Art. 39. (1) For the fulfillment of the rights under Chapter VI, the natural persons submits or sends his applications and requests personally or by courier to the address of the controller, namely Sofia, Krasno selo District, Dobrotitsa Despot str., bl.41, ent.G, ground floor or to email: firstname.lastname@example.org.
(2) The Company provide standardized forms for the above-mentioned applications and requests for execution of your rights under Chapter VI. If you do not use hem, your Application or Request should contain: the name of the applicant and other identification data, the Personal Identification Number, the address for correspondence, the right you wish to use, the exact description of the request, all the circumstances surrounding the request , a preferred form of granting access to personal data, signature and date; power of attorney - when the application is filed by an authorized person.
(3) Access to the person's data is provided in the form of:
1. verbal reference;
2. a written reference;
3. personal data review;
4. providing a copy of the requested information.
(4) The controller shall perform a check within 14 days of receiving the Application or the request under paragraph 2 or 30 days, respectively, where more time is needed to collect the person's personal data in case of possible difficulties in the controller's activity.
(5) The controller shall perform all acts of exercising the rights of the natural persons with whom he is seized without undue delay within 14 days of receiving the application or the request.

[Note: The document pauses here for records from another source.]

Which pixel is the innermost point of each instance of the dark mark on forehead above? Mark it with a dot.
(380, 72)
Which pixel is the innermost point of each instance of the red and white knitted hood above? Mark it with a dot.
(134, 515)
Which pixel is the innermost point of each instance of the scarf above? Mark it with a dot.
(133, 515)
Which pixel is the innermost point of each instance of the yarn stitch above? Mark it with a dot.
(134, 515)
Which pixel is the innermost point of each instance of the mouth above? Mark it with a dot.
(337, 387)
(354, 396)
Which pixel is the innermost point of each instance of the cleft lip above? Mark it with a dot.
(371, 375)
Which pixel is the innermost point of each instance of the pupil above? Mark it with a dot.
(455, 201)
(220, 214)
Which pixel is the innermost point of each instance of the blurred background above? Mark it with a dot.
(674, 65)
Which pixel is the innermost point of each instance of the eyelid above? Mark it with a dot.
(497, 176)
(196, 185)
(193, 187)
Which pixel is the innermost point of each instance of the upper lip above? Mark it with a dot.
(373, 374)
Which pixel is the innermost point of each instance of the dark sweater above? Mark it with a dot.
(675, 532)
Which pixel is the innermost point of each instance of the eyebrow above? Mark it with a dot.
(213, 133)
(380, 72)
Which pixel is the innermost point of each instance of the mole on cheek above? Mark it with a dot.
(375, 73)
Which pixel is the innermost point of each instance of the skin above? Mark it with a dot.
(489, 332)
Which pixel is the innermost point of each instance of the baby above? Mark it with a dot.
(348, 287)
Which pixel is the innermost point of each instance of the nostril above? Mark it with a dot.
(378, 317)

The controller sends a notification to the natural persons with information and the result on his request.
(6) After conducting the check under Art. 29, the controller shall notify the Applicant under paragraph 2 with the results, in accordance with the chosen method of granting the decision.
(7) If the check under Art. 29 has concluded with a result that establishes that personal data are not being processed with respect to the Applicant, the controller shall inform him for the lack of personal data related to him.
(8) If the check under Art. 29 has concluded in a result establishes that personal data is being processed with respect to the Applicant, the controller shall provide the following information:
• data for the controller, processing personal data;
• the processing goals;
• the lawfull grounds for processing;
• the relevant categories of personal data;
• recipients or categories of recipients of personal data;
• term for processing the personal data;
• other information, related to the personal data;
(8) The controller shall perform and provide information to the natural persons for all Applications or requests.
V. Intellectual Property Rights and Limitation of Liability
Art. 40.1 The website http://lageratulip.bg is the exclusive intellectual property of Afi Lagera Tulip EOOD. All website content (such as information, data, brands, logos, pictures, graphics, drawings, schemes, and any other distinctive features in general of all digital files) and the services of the website are defined as Intellectual Property of the Company, protected by Bulgarian, Community and international copyright, intellectual and industrial property laws.
40.2 No part of the above content of the Website may be sold, copied, reproduced, modified, transmitted, republished, and / or disseminated in any way or by any means, in whole or in part, unless the company did not agree in writing about this.
Limitation of Liability.
40.3. The Company is not responsible for damages arising from the access or inability to access the Company's site, as well as lost profits in connection with the access or inability to access or obtained information from the site.
V. CLOSING PROVISIONS
Art. 41 (1) The present data protection policy is approved by the representatives of the Company.
(2) The Company have the right to unilaterally change the current policy for protection of personal data to implement future changes in the legal acts in the field of personal data protection.
(3) The present policy, as well as all its Appendixes, are accepted in two versions - in Bulgarian and in English. In case of discrepancy or contradiction between the English and Bulgarian texts, the Bulgarian text shall prevail.